Step 8 Click Add Rule. You will now create a rule to block guests from using HTTPS.

a. Call the rule Block guests from using HTTPS.


b. In the Insert drop-down list, change below rule, to into Mandatory. The rule must not be
preceded by the YouTube EDU rule from Lab Exercise 4.
c. Set the action to Block with reset.
d. Select the Users tab. Under Available Realms, click on Special Identities.
e. Select Guest and click Add to Rule.
f. Select the Applications tab, and select HTTPS. Click Add to Rule.
g. Select the Logging tab. Check the Log at Beginning of Connection checkbox.
h. Click OK to add the rule to the policy.

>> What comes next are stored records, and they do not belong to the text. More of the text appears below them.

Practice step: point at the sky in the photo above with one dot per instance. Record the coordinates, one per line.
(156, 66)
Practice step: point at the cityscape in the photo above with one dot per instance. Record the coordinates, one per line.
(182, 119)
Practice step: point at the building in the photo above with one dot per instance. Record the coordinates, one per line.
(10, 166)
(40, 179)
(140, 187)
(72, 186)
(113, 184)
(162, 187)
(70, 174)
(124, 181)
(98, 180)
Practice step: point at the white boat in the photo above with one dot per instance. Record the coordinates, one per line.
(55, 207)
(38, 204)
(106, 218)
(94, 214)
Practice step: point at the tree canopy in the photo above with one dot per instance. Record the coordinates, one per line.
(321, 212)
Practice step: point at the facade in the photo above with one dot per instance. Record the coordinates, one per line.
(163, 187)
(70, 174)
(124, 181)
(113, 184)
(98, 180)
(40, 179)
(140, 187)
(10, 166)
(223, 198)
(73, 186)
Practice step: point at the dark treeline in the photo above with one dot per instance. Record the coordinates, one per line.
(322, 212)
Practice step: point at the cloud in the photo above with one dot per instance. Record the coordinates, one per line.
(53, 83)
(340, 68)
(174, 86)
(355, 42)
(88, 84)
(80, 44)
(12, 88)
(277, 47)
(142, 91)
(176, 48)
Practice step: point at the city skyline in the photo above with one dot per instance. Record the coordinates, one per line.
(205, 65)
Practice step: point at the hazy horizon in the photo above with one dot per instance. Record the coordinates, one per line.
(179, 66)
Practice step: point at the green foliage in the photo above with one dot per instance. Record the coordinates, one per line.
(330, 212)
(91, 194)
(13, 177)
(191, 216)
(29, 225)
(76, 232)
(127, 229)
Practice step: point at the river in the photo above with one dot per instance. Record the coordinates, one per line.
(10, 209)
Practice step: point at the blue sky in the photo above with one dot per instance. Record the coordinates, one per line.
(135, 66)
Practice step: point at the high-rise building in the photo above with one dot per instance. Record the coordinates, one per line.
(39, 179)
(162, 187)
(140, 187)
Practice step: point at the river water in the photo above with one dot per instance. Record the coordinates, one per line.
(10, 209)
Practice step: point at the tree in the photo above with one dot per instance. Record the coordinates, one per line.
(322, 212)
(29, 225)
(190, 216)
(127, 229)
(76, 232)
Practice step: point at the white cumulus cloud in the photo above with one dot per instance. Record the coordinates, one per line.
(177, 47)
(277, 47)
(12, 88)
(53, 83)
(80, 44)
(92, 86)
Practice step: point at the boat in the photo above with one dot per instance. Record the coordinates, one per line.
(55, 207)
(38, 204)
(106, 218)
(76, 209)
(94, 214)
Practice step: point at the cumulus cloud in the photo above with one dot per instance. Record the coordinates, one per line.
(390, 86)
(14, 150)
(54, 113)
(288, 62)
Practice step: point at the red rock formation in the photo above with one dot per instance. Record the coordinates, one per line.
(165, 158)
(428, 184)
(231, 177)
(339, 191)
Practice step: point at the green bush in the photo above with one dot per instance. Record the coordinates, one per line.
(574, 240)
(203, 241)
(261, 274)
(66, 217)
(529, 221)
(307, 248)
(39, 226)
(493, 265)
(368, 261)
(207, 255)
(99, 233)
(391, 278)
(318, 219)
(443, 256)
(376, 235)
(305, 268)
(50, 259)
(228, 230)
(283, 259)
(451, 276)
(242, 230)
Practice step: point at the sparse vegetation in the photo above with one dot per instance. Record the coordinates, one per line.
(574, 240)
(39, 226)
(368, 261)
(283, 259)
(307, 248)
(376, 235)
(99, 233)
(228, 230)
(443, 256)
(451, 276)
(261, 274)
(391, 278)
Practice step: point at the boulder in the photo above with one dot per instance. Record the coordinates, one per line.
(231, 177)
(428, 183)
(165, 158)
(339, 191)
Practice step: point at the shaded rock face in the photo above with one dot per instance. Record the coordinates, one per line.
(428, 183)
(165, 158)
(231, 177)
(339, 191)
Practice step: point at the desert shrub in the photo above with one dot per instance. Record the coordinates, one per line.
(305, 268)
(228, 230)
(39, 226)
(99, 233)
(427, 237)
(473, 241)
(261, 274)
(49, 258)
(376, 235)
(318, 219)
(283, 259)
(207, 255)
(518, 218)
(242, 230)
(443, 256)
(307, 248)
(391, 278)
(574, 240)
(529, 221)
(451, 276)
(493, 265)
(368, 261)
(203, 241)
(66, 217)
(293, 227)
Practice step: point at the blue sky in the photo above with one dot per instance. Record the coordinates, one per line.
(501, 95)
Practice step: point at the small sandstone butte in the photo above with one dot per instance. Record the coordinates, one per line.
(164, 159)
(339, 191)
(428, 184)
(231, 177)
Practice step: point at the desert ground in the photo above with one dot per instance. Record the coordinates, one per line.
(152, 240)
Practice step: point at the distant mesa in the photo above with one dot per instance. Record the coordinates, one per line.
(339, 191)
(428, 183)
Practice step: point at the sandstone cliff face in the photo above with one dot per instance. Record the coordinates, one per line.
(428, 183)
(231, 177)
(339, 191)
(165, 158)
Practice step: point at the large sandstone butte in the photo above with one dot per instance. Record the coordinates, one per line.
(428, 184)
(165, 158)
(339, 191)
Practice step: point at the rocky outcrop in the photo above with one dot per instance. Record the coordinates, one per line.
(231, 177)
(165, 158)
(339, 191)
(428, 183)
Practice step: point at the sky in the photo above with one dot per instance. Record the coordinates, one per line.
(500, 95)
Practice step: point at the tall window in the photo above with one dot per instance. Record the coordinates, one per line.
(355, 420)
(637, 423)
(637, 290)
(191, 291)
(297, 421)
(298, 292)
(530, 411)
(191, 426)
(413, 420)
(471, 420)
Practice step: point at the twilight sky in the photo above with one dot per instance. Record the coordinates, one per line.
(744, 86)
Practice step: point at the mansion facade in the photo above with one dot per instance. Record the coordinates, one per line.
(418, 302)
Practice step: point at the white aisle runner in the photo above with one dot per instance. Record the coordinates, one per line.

Note: For active authentication to work, you need a rule to allow traffic between the endpoints and port 885 on the
NGFW interfaces. This should be the first rule. You will add it in the next step.

Step 9 Click Add Rule.

a. Call the rule Allow Proxy Redirect.


b. Leave the Action set to Allow.
c. The Zones tab should already be selected. Select InZone and click Add to Source.
d. Select above rule and 1 from the Insert drop-down list.
e. Select Networks tab. In the Destination Networks area, at the bottom of the page, enter
172.16.1.1 and click Add.
f. In the Ports tab, go to the bottom of the Selected Destination Ports column
i. Select TCP (6) from the Protocol drop-down list.
ii. For Port, enter 885.
iii. Click Add to the right of the port entry text field to add 885 to the list of
destination ports.
g. Click Add to add the rule to the policy.
Step 10 Click Save to save the updates to the access control policy.
Step 11 Deploy the policy and wait for the deployment to complete. You can ignore the warning.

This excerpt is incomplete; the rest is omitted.